On the New York Mercantile Exchange, West Texas Intermediate crude oil for delivery in September traded at $101.52 a barrel, down 0.15%, after hitting an overnight session low of $100.91 a barrel and a high of $102.09 a barrel.
Brent oil on ICE Futures Europe slid 0.8% to $107.57 a barrel.
Data due later Tuesday by the American Petroleum Institute on U.S. stocks of crude will be in focus as a possible guide to more widely watched Department of Energy data on Wednesday.
The Department of Energy data is expected to show a 1 million barel drop in U.S. crude oil stocks.
Investors reassessed geopolitical impacts on oil in the Middle East after Hamas and Israel agreed to a 24-hour humanitarian truce on Sunday.
U.S. President Barack Obama had called for a ceasefire between the two sides, but there was no indication of any comprehensive deal to end the fighting, which cushioned oil's losses.
Earlier Monday, an attack on a park in Gaza killed several children, with Israel and Hamas casting blame at each other, though concerns the fighting will embroil the Middle East and disrupt supply backed off on Monday.

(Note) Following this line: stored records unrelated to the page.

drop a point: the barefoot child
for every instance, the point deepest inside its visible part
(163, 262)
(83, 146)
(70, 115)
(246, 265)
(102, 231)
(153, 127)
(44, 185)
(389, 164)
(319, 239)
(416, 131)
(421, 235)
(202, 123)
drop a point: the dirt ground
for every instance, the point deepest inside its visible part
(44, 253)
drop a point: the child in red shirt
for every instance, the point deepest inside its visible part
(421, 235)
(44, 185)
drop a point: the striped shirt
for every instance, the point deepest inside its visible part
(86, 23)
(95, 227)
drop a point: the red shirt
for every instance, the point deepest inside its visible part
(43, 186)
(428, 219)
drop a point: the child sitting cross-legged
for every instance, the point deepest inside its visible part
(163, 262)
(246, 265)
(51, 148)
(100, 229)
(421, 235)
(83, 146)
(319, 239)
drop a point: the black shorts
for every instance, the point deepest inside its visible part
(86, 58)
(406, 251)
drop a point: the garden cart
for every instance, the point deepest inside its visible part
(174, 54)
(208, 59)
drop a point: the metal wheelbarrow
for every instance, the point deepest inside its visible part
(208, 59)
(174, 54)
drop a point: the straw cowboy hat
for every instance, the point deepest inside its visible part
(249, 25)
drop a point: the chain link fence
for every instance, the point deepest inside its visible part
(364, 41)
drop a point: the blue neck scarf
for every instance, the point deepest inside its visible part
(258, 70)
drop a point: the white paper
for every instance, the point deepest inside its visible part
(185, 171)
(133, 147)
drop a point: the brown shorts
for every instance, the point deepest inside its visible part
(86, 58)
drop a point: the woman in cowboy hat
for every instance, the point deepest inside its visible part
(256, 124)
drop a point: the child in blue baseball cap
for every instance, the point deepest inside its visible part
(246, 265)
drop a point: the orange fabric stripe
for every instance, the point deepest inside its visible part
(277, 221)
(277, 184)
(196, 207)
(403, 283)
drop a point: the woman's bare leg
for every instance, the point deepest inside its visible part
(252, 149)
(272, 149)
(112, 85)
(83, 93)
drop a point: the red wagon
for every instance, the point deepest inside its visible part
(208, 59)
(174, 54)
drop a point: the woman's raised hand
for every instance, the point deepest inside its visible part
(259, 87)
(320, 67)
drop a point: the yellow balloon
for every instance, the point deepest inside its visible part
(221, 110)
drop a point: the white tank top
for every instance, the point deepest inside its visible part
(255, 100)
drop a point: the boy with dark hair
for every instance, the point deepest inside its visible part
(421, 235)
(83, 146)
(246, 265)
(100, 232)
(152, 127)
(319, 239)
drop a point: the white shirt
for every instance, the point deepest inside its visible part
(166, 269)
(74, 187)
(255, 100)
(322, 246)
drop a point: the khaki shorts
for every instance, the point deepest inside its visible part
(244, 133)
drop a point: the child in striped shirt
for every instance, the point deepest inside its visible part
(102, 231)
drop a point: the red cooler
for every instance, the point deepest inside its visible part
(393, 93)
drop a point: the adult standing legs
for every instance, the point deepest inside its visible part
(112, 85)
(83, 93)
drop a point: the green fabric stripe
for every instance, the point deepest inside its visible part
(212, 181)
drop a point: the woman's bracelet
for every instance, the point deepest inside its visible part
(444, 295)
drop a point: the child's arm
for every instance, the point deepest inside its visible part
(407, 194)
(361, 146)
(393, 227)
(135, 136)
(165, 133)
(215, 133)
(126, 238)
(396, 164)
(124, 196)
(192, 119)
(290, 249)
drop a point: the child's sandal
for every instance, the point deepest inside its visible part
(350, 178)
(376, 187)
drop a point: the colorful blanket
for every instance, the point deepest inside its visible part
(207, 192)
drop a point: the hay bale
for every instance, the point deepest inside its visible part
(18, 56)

Reports of rising gasoline stocks at the U.S. oil hub in Cushing, Oklahoma, as well as news that European refineries are cutting runs or even idling plants due to an influx of oil products from the U.S. sent investors selling oil futures on concerns global supply remains ample, especially considering that disruption fears in war-torn Iraq and elsewhere in the Middle East never panned out.
Soft U.S. economic indicators sent oil prices dipping as well.
The National Association of Realtors reported earlier that U.S. pending home sales fell 1.1% in June, disappointing expectations for a 0.5% gain.
"Activity is notably higher than earlier this year as prices have moderated and inventory levels have improved," NAR chief economist Lawrence Yun said in a statement.
"However, supply shortages still exist in parts of the country, wages are flat, and tight credit conditions are deterring a higher number of potential buyers from fully taking advantage of lower interest rates."